Professor: o lado mais fraco do sistema educacional

Há uma expressão comum e rotineiramente usada para destacar a consequência dos eventos sociais: “a corda arrebenta sempre do lado mais fraco”. E assim tem sido com a classe docente. A tomada de decisões pelos governos em relação à Educação fatalmente afeta a vida dos professores, seja no aspecto financeiro ou da carga horária.

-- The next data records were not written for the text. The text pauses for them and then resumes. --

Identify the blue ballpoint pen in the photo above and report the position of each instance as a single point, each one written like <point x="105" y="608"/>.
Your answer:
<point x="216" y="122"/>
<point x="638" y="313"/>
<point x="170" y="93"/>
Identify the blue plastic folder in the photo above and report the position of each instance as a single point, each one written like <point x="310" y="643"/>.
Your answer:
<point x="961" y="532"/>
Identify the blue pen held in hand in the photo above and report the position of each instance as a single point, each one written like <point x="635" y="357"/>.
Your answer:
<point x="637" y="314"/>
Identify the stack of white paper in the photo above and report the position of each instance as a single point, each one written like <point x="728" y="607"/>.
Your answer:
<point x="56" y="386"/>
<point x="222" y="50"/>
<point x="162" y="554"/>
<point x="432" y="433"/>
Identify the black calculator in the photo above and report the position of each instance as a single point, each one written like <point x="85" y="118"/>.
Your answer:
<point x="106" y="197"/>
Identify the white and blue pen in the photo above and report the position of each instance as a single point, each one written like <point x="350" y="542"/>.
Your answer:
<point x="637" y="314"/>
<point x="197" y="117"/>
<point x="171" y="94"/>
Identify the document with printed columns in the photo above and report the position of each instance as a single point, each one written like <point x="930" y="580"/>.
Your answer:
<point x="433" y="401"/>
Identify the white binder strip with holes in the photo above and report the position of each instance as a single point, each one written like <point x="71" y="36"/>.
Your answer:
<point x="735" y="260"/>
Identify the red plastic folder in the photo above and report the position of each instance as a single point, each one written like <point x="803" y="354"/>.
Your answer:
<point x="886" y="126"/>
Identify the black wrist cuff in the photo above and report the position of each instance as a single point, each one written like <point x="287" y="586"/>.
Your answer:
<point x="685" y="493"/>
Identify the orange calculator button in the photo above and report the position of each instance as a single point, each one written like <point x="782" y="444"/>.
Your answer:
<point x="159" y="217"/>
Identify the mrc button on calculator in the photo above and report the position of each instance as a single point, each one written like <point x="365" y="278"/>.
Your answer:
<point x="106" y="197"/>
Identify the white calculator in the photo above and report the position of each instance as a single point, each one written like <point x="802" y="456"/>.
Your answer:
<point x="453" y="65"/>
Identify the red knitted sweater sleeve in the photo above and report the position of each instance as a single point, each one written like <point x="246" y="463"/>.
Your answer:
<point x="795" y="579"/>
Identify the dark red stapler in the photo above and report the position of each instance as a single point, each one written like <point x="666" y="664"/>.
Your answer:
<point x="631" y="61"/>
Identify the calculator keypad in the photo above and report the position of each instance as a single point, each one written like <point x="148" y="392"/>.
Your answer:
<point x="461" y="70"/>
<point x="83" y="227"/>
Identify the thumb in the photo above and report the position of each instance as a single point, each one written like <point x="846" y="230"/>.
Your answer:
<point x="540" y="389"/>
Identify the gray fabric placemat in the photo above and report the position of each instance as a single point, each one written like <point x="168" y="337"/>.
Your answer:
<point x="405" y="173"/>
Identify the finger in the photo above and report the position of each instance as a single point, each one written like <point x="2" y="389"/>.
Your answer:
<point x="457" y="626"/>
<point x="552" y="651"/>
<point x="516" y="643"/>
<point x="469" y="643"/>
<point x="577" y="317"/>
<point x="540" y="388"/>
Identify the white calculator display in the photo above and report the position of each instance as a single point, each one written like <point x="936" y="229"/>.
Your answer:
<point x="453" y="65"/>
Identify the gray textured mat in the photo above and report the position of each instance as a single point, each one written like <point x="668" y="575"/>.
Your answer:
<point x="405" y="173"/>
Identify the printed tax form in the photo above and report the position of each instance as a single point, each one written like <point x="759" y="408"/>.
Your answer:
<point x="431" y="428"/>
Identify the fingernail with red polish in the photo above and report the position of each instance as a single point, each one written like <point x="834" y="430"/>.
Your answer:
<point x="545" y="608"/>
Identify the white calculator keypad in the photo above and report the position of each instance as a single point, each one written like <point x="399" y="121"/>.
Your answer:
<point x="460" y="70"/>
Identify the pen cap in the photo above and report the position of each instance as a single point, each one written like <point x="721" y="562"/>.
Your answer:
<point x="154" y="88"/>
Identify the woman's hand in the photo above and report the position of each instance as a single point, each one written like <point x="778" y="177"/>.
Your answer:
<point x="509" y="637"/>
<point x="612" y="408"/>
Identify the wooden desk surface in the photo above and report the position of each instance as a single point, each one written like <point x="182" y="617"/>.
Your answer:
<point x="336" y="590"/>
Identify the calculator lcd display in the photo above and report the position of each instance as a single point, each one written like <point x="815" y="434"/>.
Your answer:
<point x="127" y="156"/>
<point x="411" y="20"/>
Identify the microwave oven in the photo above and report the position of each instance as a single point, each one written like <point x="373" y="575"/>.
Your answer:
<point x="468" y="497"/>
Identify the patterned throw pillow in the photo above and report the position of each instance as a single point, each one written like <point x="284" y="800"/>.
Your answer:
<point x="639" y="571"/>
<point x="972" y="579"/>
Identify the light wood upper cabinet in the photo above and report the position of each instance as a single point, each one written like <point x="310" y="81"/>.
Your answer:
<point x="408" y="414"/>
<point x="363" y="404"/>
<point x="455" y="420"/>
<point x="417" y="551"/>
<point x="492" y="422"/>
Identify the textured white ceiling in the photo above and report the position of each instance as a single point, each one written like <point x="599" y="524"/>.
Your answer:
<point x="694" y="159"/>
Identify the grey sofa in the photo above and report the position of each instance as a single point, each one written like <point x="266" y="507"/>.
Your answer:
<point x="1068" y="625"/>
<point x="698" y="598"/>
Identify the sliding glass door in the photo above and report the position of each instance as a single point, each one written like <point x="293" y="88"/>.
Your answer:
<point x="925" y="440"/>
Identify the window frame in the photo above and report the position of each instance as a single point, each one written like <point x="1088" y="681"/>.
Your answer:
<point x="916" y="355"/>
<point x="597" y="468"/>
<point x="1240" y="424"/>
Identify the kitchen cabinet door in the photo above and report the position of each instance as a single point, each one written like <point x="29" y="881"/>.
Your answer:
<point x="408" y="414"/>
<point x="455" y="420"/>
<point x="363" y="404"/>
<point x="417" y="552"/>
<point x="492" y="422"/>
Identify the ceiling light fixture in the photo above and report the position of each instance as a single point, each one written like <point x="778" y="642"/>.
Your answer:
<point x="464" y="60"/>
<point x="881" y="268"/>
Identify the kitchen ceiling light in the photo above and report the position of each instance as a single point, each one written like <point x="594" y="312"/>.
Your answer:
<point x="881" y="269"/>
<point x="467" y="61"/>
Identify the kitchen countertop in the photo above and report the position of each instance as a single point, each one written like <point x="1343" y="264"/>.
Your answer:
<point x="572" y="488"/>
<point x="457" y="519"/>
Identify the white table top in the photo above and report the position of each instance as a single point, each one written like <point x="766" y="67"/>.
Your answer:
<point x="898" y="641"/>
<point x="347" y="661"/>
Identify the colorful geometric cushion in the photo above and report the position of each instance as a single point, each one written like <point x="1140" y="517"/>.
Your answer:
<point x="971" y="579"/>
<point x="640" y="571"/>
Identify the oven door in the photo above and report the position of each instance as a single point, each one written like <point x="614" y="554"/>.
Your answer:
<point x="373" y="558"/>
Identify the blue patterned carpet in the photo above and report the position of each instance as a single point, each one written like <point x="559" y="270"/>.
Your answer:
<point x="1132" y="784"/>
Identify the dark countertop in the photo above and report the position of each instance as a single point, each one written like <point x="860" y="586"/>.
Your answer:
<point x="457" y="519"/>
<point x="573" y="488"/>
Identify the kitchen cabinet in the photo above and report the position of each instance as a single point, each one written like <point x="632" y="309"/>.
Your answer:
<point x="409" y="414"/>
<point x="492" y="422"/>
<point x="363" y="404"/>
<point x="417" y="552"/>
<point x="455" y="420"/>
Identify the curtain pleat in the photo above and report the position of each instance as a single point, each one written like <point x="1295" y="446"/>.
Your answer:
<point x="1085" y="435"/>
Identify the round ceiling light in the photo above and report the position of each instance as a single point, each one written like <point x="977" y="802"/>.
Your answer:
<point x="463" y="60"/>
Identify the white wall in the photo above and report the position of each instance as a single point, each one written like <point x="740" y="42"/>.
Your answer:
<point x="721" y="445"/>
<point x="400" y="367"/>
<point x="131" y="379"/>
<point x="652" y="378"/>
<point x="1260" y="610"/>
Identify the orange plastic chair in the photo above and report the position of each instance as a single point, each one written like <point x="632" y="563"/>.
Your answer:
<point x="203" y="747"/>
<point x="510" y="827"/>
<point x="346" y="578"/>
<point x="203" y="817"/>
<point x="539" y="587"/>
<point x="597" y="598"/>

É o que acontece na cidade do Rio de Janeiro, onde a Prefeitura, via resolução, decidiu pela redução de seis para cinco o número de tempos semanais de Matemática e Português para as turmas do 6º ao 9º ano do ensino fundamental nas escolas da rede municipal. 

Por conta da “manobra” do Executivo daquela cidade, os professores estão tendo que complementar a carga horária trabalhando no reforço escolar, situação que levou o Sepe – sempre o Sepe! - a contestar a medida, por avaliar que ninguém é obrigado a atuar no reforço.

O prefeito fez alterações questionáveis na matriz curricular ao reduzir o número de aulas semanais de disciplinas consideradas capitais e, como consequência, alterou a rotina dos professores, que a partir da agora deverão complementar a carga horária em outro ambiente, exercendo função para a qual não há previsão legal. Tanto é que a mesma resolução que estabeleceu os cinco tempos por semana de Português e Matemática determinou que as atividades opcionais para os alunos, como o reforço escolar, devem ser realizadas por voluntários, estagiários ou parceiros. 

Absurdos dessa natureza contra os profissionais da Educação a gente vê todo dia e em todos os lugares. Aqui na Região não é diferente. Em Cabo Frio, Búzios e São Pedro da Aldeia, por exemplo, o professor contratado recebe 20% a menos que o concursado para exercer a mesma atividade pelo mesmo período de tempo. Em Arraial do Cabo, o Poder Executivo não tem habilidade suficiente para dialogar com a categoria e se orgulha em nota oficial divulgada para a imprensa dando conta de previsão de punição para os grevistas.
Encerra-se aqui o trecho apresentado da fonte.